Richard Dubois, CEO da Arena360, afirma à EXAME que o estádio não vai ser descredenciado da competição e questiona a estratégia da Fifa de tornar pública uma negociação sobre adequações na infraestrutura do estádio.
Ajustes no gramado e equipe
Ele diz que a Arena360 fará os ajustes no gramado, mas ressalta que não pode disponibilizar todos os 125 camarotes à entidade máxima do futebol.
Na resposta que enviou à Fifa, a concessionária se compromete a implementar o gramado costurado — em que a grama natural é reforçada por fibras sintéticas — em até 60 dias antes do início do torneio, que começa em junho de 2027.
“A FIFA tem um produto valiosíssimo e sabe disso. Então, usa a força do evento para conseguir condições (comerciais) extremamente favoráveis em todas as situações.
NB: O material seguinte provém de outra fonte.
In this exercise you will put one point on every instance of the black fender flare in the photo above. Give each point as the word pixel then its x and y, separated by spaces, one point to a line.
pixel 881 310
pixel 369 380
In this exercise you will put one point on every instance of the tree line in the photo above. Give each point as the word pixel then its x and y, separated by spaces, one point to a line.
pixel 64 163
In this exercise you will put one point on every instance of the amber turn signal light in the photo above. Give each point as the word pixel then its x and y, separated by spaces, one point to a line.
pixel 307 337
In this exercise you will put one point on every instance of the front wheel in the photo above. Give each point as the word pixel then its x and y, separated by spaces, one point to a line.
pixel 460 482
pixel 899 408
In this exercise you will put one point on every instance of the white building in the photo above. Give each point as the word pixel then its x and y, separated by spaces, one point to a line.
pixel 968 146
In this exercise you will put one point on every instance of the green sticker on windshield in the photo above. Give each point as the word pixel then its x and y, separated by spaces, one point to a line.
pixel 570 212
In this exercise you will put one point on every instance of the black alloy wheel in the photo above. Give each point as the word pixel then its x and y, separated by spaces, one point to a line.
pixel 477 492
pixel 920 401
São mais três ou quatro estádios que estão na mesma situação”, diz Dubois.
Ele afirma que a Arena360 disponibiliza 1.700 pessoas para atuar no estádio durante o evento, 200 a mais do que o pedido pela Fifa, e que a estrutura do estádio recebeu boas notas na avaliação técnica.
Disputa pelos camarotes
Richard Dubois, CEO da Arena360. Foto: Divulgação
O CEO da concessionária questiona, porém, a necessidade do uso exclusivo de todos os camarotes pela Fifa. Como solução, a Arena360 propôs à Fifa a disponibilização, para uso exclusivo da entidade, de 25 camarotes entre o segundo e o terceiro andar do estádio.
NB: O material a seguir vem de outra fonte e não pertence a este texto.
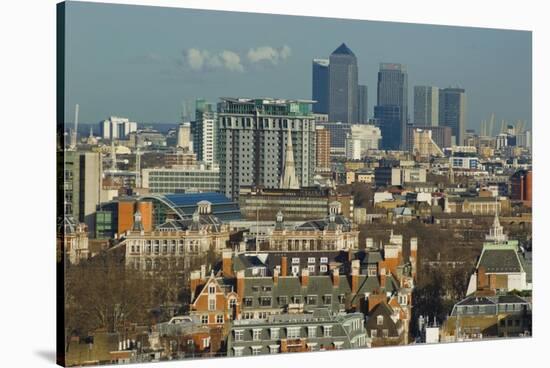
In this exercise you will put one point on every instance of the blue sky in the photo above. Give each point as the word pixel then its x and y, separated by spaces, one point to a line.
pixel 142 62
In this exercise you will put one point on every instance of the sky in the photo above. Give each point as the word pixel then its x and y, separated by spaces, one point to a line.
pixel 142 62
“Querem que eu rompa mais de 100 contratos, derrube camarotes que já existem para fazer todos iguais, para a Fifa ficar com eles? O problema aqui é que eles querem todos os camarotes. Eles não querem dar preferência aos clientes que já têm o camarote aqui. Eu argumento que a gente pode vender (pacotes da Fifa para quem detém camarotes no Mané Garrincha), o cara vai comprar. Se ele não comprar, você não vai encontrar comprador para (partidas como) Uganda e Macedônia no futebol feminino”, afirma ele.
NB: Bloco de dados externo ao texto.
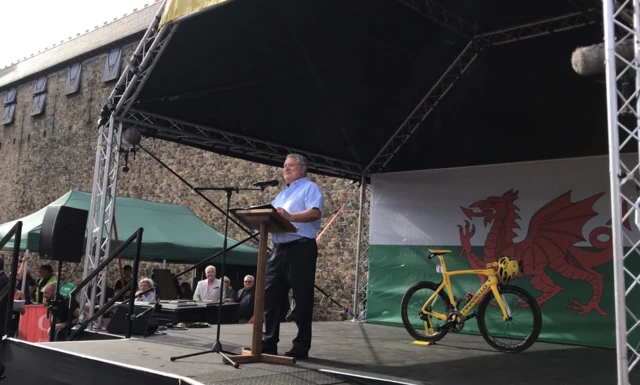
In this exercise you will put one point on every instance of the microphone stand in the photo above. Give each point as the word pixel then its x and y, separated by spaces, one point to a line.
pixel 217 346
Dubois diz que os contratos mais recentes de camarotes vendidos pela concessionária já preveem que o dono do espaço cederá o espaço no período da Copa do Mundo Feminina, que será realizada em junho e julho de 2027.
Outros questionamentos
O executivo também afirma que a Fifa quer que a concessionária instale mais sete câmaras frigoríficas no estádio e diz que a empresa ofereceu disponibilizar a estrutura para que a própria entidade instale os equipamentos, se achar necessário. Dubois afirma, contudo, que a atual estrutura já permite fornecer bebidas geladas a um público de 70 mil pessoas.
Quanto à mudança do centro de imprensa do quarto andar do estádio para o primeiro, o executivo ressalta que a modificação foi elogiada pelos setoristas porque o novo local é mais próximo ao gramado, apesar de não ter vista para ele.
“Testamos (o novo local) na Supercopa e mandamos o teste a eles. A imprensa elogiou e gostou mais do segundo espaço. E o padrão é o mesmo, mesmo piso, mesma estrutura”.